1. Define Role-Based Permissions:
   • Identify the different roles (e.g., admin, user, manager) in your application.
   • For each role, define the permissions required (e.g., read-only access, admin access).
2. Map Roles to Resources:
   • Assign specific roles to users based on the resources or actions they should be able to access.

Common Errors and Troubleshooting

Here are some common errors developers encounter when working with realm roles in Keycloak, along with troubleshooting tips:

Error 1: “Roles are not being passed in the token”

• Cause: The realm roles are not included in the JWT token.
• Solution: Ensure that the client has the correct settings to include realm roles in the token. In the Client settings, make sure Client Scopes are configured to include roles.

Error 2: “Role not found”

• Cause: The role might not be created or assigned properly.
• Solution: Double-check that the role exists in the Roles section and ensure that it’s correctly assigned to the user.

Error 3: “Permission denied, user doesn’t have the required role”

• Cause: The user doesn’t have the correct roles assigned or they are not mapped properly.
• Solution: Verify that the role is correctly assigned to the user. Check the Role Mappings tab under the user profile to ensure the role is correctly assigned.

Error 4: “Role not recognized by client”

• Cause: The client is not recognizing the realm role because it has not been mapped to a client role.
• Solution: Go to the Clients section and ensure that the realm role is mapped to the client role.

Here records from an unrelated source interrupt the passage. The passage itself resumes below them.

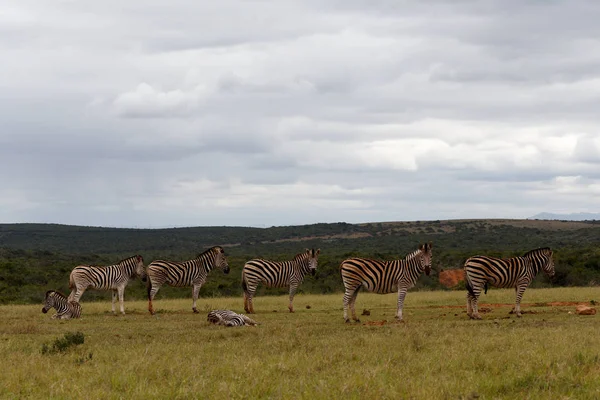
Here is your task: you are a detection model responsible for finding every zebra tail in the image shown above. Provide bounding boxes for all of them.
[465,279,475,297]
[463,260,475,297]
[146,277,152,301]
[242,276,248,293]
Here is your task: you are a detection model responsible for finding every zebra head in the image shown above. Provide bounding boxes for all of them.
[304,249,321,276]
[135,255,148,282]
[42,290,57,314]
[213,246,229,274]
[419,242,433,275]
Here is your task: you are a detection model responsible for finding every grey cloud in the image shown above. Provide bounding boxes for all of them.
[0,0,600,227]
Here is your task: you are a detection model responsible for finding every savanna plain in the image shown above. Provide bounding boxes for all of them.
[0,287,600,399]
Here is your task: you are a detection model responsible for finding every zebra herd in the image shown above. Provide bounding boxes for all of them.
[42,242,554,326]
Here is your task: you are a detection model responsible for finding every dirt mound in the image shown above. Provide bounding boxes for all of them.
[439,269,465,288]
[363,319,387,326]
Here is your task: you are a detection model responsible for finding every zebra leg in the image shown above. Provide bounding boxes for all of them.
[244,283,257,314]
[515,284,527,317]
[467,292,473,318]
[344,288,358,322]
[148,277,160,315]
[288,285,298,312]
[67,286,85,303]
[471,292,481,319]
[192,284,202,314]
[350,286,360,322]
[241,314,258,326]
[112,289,117,314]
[117,286,125,315]
[396,288,408,321]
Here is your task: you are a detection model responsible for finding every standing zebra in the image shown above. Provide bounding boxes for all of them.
[148,246,229,315]
[42,290,81,319]
[206,310,258,326]
[340,242,433,322]
[69,255,146,315]
[242,249,321,314]
[463,247,554,319]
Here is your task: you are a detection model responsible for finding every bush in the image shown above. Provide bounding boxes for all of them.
[42,332,85,354]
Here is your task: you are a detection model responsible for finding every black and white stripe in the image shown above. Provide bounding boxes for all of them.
[69,255,146,314]
[242,249,321,314]
[148,246,229,314]
[206,310,258,326]
[42,290,81,319]
[463,247,554,319]
[340,242,433,322]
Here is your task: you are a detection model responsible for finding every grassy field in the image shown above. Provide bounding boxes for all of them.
[0,288,600,399]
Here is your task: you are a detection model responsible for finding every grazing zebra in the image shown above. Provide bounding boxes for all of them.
[242,249,321,314]
[42,290,81,319]
[206,310,258,326]
[463,247,554,319]
[148,246,229,314]
[340,242,433,322]
[69,255,146,315]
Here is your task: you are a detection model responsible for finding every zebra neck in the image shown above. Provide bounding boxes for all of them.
[197,257,213,274]
[296,259,310,276]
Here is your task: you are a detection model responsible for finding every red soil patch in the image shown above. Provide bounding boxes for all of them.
[426,301,590,310]
[439,269,465,288]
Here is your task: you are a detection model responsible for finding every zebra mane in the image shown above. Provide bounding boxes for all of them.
[522,247,552,257]
[196,246,225,258]
[294,251,307,261]
[45,290,67,299]
[403,249,421,261]
[117,254,144,265]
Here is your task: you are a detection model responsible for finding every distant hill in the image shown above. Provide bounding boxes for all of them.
[527,212,600,221]
[0,219,600,304]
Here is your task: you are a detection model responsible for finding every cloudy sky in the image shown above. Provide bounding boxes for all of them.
[0,0,600,228]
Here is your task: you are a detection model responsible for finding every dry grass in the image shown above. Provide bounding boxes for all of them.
[0,288,600,399]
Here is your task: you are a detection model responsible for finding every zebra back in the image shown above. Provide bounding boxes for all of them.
[147,246,229,286]
[463,247,555,294]
[206,310,258,326]
[242,249,321,287]
[69,255,146,289]
[42,290,81,318]
[340,242,433,293]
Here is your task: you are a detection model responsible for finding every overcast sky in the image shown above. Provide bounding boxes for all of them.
[0,0,600,228]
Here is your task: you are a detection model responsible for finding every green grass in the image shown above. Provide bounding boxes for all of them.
[0,288,600,399]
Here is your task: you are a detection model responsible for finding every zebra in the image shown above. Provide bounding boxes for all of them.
[42,290,81,319]
[206,310,258,326]
[463,247,554,319]
[242,249,321,314]
[69,255,146,315]
[148,246,229,315]
[340,242,433,322]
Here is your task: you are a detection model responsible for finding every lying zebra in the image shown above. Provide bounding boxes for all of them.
[42,290,81,319]
[206,310,258,326]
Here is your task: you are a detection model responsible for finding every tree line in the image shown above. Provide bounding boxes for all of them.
[0,220,600,304]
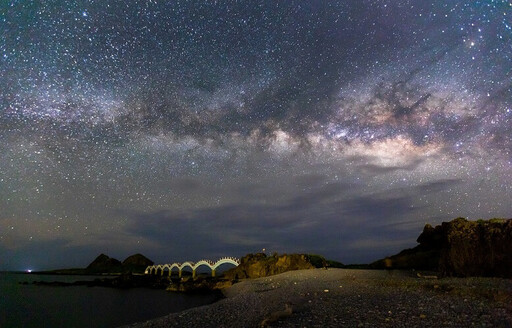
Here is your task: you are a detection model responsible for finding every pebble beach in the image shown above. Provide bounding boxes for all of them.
[122,269,512,328]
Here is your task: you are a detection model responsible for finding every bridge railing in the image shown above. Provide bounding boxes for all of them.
[144,257,240,278]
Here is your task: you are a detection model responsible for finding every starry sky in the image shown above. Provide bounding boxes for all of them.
[0,0,512,270]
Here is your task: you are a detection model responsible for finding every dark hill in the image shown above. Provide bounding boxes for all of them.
[86,254,123,273]
[85,254,153,274]
[123,254,154,267]
[224,253,343,280]
[370,218,512,278]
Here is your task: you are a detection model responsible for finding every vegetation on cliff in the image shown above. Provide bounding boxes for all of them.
[370,218,512,278]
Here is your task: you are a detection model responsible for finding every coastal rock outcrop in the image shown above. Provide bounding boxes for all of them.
[86,254,123,273]
[439,218,512,278]
[83,254,153,274]
[370,218,512,278]
[224,253,314,280]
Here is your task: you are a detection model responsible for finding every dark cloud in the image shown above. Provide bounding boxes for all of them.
[0,0,512,269]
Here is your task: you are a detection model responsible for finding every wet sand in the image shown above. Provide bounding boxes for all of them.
[121,269,512,328]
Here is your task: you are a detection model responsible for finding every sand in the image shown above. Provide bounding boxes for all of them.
[121,269,512,328]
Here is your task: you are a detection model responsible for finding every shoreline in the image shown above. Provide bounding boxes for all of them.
[123,269,512,328]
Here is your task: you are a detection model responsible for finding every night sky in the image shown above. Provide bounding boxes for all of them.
[0,0,512,270]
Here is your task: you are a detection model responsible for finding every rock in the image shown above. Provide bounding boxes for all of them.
[86,254,123,273]
[123,254,154,267]
[370,218,512,278]
[439,218,512,278]
[123,254,154,273]
[224,253,314,280]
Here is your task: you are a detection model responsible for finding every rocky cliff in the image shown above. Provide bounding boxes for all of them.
[86,254,123,273]
[371,218,512,278]
[224,253,314,280]
[85,254,153,274]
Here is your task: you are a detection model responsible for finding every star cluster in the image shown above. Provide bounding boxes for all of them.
[0,0,512,269]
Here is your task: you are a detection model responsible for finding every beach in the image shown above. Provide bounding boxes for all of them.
[121,269,512,328]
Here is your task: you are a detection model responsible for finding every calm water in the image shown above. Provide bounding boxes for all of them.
[0,272,220,328]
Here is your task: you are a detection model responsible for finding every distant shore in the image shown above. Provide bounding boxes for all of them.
[121,269,512,328]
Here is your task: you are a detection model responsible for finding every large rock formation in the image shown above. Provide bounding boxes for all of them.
[86,254,123,273]
[85,254,153,274]
[371,218,512,278]
[123,254,154,268]
[436,218,512,278]
[224,253,314,280]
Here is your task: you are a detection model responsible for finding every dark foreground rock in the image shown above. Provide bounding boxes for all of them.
[121,269,512,328]
[371,218,512,278]
[224,253,314,280]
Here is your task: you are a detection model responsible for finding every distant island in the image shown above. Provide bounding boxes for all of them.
[30,218,512,292]
[34,254,154,275]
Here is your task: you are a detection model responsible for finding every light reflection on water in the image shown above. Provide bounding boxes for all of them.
[0,273,217,328]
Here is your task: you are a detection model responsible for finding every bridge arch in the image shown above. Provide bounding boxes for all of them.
[144,257,240,278]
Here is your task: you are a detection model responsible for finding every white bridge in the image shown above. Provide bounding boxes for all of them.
[144,257,240,278]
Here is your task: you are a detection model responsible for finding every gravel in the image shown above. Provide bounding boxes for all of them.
[121,269,512,328]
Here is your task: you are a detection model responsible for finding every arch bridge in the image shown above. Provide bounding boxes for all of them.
[144,257,240,278]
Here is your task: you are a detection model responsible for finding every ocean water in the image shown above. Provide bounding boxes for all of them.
[0,272,217,328]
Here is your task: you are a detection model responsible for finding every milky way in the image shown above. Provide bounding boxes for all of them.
[0,0,512,269]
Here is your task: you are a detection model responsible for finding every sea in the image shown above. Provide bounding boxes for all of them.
[0,272,218,328]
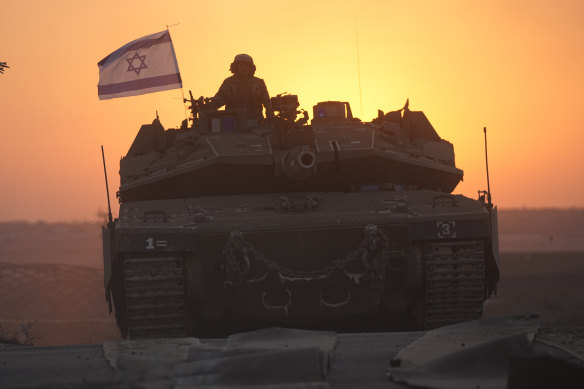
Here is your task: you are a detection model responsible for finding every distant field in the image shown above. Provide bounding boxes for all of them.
[0,210,584,345]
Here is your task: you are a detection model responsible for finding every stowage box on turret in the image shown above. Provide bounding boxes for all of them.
[103,95,499,338]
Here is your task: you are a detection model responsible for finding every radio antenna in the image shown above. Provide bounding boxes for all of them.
[483,127,491,204]
[355,16,363,120]
[101,145,112,224]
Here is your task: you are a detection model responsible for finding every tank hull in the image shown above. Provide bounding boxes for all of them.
[104,190,498,338]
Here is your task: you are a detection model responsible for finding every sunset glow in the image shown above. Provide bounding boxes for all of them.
[0,0,584,221]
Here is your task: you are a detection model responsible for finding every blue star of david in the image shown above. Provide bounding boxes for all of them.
[126,52,148,76]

Best Practices and Security Considerations

• Use Composite Roles: For efficient role management, use composite roles to group multiple roles together.
• Limit Roles: Assign only necessary roles to users. Following the principle of least privilege will minimize security risks.
• Regular Audits: Periodically review user roles and permissions to ensure that no unnecessary roles are assigned to users.
• Token Expiry: Set appropriate token expiry and refresh intervals to mitigate the risk of compromised tokens.

Conclusion

Keycloak provides a powerful and flexible mechanism for managing roles and permissions using realm roles. By defining roles at the realm level, you can easily manage user access to resources across multiple applications. This tutorial has covered everything from creating and assigning realm roles to troubleshooting common errors. By following best practices and understanding the underlying mechanisms, you can secure your applications effectively using Keycloak.

For more advanced use cases, consider integrating with client roles, composite roles, and Role-Based Access Control (RBAC) to provide even more granular access control.